La défaite face au Sénégal a mis fin au rêve marocain. En quête d’un deuxième titre continental, les Lions de l’Atlas ont tout perdu sur un détail. Un choix. Un geste. Dans les derniers instants du match, Brahim Diaz a tenté une panenka. Totalement manquée. En prolongation, Pape Gueye a scellé le sort de la rencontre.

Cette action a provoqué la colère d’Hervé Renard. L’ancien sélectionneur du Maroc n’a pas cherché à nuancer. Aujourd’hui à la tête de l’Arabie saoudite, le technicien français a critiqué ouvertement l’attaquant marocain. « On a le droit de rater un pénalty mais, en pareil cas, je suis catégorique et je n’ai aucune complaisance », a-t-il déclaré au Parisien. Un jugement sans détour.

Renard va plus loin. Il évoque le poids du contexte. « C’est un manque de respect pour tout un pays et tout un peuple en quête d’un succès depuis 50 ans. » Pour lui, une finale de CAN impose des choix simples. Sans prise de risque inutile. Sans geste spectaculaire.

Le technicien parle d’expérience. Lors de la Coupe arabe en décembre 2025, il a vécu une situation proche. « Toutes proportions gardées, j’ai d’ailleurs vécu la même chose à la Coupe arabe face au Maroc. L’un de mes joueurs, Abdullah Al-Hamdan, a totalement raté sa panenka », a-t-il expliqué. Sa réaction avait été ferme. « Je lui ai demandé de m’accompagner ensuite en conférence de presse et de présenter ses excuses. »

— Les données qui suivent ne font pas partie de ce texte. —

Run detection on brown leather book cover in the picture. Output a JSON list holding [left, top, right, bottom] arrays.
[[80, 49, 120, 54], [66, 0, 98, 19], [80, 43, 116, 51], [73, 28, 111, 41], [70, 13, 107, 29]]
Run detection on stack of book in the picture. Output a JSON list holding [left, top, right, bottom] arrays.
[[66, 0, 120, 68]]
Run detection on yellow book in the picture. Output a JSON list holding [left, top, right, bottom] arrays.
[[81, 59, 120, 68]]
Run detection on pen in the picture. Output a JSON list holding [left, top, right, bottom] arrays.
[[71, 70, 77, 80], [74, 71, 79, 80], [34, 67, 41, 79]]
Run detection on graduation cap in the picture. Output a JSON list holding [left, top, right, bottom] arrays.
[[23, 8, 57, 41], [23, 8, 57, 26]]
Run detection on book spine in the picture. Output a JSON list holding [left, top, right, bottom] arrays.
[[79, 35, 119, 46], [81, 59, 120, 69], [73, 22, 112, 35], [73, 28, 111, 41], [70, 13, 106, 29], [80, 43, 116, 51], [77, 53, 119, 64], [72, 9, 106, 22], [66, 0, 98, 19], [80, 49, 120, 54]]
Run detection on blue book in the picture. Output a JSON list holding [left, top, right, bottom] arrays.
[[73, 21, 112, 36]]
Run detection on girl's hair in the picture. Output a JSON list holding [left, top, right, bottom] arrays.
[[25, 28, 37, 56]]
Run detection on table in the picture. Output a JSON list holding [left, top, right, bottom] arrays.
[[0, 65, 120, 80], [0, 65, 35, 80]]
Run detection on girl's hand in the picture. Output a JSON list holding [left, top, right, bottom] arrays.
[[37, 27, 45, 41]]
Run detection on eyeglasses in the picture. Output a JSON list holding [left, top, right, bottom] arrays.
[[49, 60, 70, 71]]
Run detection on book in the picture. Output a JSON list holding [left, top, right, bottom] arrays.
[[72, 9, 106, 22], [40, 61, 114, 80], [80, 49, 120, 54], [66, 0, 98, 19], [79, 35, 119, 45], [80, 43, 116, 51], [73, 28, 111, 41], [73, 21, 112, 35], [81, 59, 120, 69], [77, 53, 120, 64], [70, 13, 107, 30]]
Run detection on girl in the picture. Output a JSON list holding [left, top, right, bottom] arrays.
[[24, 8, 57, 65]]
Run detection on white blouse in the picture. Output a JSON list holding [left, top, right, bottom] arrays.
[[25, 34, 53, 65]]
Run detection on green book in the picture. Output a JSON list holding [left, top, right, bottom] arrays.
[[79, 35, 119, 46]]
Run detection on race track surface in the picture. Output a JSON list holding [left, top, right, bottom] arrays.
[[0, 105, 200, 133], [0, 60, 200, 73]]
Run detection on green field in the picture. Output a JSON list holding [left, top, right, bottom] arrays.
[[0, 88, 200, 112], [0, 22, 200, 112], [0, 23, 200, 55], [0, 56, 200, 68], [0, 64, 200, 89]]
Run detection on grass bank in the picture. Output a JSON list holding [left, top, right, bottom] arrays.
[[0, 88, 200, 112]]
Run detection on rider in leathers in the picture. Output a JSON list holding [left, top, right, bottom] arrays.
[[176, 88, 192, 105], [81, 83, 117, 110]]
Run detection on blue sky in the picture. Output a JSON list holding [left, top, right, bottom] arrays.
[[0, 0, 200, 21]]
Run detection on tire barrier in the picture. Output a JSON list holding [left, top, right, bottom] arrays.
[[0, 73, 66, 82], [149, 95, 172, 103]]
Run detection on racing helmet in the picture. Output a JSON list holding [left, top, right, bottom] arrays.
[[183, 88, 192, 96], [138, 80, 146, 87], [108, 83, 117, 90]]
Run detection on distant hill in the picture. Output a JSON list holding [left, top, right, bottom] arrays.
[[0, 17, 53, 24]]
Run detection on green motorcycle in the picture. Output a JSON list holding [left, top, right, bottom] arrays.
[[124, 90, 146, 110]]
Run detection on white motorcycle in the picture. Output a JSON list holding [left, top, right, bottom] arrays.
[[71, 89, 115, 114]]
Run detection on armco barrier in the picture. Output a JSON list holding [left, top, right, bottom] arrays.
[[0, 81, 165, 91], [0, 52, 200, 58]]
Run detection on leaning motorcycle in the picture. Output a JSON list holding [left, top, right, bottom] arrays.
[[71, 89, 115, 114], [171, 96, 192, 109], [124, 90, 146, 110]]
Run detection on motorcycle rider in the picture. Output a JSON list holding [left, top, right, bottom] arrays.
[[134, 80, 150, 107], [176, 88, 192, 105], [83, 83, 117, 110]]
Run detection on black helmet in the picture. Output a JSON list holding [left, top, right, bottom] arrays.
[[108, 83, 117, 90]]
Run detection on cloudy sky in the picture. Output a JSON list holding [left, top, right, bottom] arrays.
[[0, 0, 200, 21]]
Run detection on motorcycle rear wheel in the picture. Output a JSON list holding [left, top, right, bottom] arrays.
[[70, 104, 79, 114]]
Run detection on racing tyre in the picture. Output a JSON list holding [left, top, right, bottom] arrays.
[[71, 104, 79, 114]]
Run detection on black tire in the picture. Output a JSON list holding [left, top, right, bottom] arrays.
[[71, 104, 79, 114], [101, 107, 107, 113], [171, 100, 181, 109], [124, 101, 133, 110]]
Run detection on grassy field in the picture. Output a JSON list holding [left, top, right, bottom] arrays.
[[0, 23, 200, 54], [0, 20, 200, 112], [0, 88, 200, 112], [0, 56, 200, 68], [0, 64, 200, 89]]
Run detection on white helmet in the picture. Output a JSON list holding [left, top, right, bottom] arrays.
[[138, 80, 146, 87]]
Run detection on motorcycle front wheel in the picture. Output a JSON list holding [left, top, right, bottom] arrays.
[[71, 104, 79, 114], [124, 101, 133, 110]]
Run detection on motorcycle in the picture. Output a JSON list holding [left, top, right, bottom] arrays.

Hervé Renard reconnaît toutefois que le contexte change tout. « Si ça s’était produit en finale de CAN, j’aurais peut-être pété un plomb. » Une phrase qui résume sa vision. Tolérance zéro dans les grands rendez-vous.

Pourtant, Brahim Diaz réalisait une excellente CAN 2025. Cinq buts en cinq matchs avant la finale. Un rôle majeur dans le parcours marocain. En obtenant puis en tirant le penalty, il pouvait devenir un héros national. L’histoire en a décidé autrement.

Après une longue interruption et des tensions sur la pelouse, le joueur s’est manqué. Edouard Mendy, lui, a su patienter. Conscient de son erreur, Diaz a assumé. « Hier, j’ai échoué et j’en assume l’entière responsabilité. Je vous présente mes excuses les plus sincères », a-t-il écrit.

Cette panenka restera comme le tournant de la finale. Un geste de trop. Un symbole de frustration. Pour le Maroc, la quête du titre continue. Pour Brahim Diaz, l’apprentissage a été brutal. Mais le football ne pardonne rien. Surtout en finale.